Jena SDB IRI validation

https://stackoverflow.com/questions/14478969

17-01-2022
|

Question

I have got several strange IRIs that I want to insert into Jena SDB, but I got some error messages:

http://example.org/text/1234#offset_2311_2317_10-12%
the error message is:
Code: 30/ILLEGAL_PERCENT_ENCODING in FRAGMENT: The host component a percent occurred without two following hexadecimal digits.
http://example.org/text/5678#offset_365_370_NDZ#2
the error message is:
Code: 0/ILLEGAL_CHARACTER in FRAGMENT: The character violates the grammar rules for URIs/IRIs.
http://example.org/text/7890#offset_8872_8878__"Fren
the error message is:
Code: 4/UNWISE_CHARACTER in FRAGMENT: The character matches no grammar rules of URIs/IRIs. These characters are permitted in RDF URI References, XML system identifiers, and XML Schema anyURIs.

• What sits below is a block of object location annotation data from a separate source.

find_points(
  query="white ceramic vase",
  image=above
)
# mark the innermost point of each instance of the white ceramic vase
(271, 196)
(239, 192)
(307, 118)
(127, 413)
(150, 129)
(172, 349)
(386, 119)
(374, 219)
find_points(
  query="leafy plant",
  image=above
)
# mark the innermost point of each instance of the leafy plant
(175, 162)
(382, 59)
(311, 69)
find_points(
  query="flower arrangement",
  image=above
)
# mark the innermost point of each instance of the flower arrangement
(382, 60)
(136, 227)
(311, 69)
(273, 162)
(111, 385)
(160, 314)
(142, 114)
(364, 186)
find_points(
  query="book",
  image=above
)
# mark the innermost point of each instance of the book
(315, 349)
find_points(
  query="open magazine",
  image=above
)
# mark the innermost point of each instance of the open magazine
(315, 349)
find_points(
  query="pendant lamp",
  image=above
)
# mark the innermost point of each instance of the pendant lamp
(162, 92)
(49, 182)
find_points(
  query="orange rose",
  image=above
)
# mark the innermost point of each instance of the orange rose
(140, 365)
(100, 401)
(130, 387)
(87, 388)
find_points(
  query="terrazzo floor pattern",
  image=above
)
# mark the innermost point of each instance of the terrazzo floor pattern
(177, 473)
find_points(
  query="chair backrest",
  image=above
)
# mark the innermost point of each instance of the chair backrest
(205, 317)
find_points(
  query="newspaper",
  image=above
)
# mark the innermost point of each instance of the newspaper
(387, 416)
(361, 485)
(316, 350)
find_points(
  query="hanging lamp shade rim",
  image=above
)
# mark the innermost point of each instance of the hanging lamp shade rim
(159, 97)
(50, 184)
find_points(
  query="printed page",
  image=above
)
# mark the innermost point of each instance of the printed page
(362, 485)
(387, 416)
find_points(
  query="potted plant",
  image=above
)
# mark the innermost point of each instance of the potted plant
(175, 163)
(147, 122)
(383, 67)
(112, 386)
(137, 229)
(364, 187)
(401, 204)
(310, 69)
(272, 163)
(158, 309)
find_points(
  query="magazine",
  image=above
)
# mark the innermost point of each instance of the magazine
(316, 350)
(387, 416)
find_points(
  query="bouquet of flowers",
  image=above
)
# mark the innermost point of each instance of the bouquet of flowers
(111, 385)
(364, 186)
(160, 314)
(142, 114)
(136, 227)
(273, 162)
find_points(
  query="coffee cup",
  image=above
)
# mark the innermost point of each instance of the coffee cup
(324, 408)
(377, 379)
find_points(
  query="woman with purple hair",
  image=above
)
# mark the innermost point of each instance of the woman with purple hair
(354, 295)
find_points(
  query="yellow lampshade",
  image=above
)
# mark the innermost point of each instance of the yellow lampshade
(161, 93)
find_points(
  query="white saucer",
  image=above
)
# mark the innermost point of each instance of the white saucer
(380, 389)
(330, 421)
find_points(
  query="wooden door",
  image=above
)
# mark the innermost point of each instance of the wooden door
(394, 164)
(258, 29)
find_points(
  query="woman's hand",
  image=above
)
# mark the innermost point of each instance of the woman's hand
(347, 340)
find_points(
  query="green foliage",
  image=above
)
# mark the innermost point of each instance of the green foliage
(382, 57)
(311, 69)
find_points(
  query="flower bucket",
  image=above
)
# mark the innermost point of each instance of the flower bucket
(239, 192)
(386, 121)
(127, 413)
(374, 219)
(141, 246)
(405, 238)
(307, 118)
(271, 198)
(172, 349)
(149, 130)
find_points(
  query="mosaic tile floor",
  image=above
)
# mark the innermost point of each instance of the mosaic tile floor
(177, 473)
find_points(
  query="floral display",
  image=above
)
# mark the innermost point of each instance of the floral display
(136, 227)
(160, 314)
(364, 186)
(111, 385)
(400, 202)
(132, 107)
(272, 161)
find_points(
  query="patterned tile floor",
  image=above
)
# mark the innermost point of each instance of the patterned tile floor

The string 10-12%, NDZ#2 and _"Fren are extracted from plain text document and I have to attach it directly at the back of the IRIs. So my question is: are they valid IRIs? If not, considering I need to attach plain text at the back of IRIs, how can I convert them to valid IRIs?

Solution

1 is wrong because it ends in % -- % is for hex encoding so it must be %xx

Encode the % -- use %25

2 is wrong because it has two fragments. USe %23 is you mean # as a charcater, not as a fragment

3 has " in it. Encode that.

Spaces are a bad idea as well. Use %20.

Licensed under: CC-BY-SA with attribution

Not affiliated with StackOverflow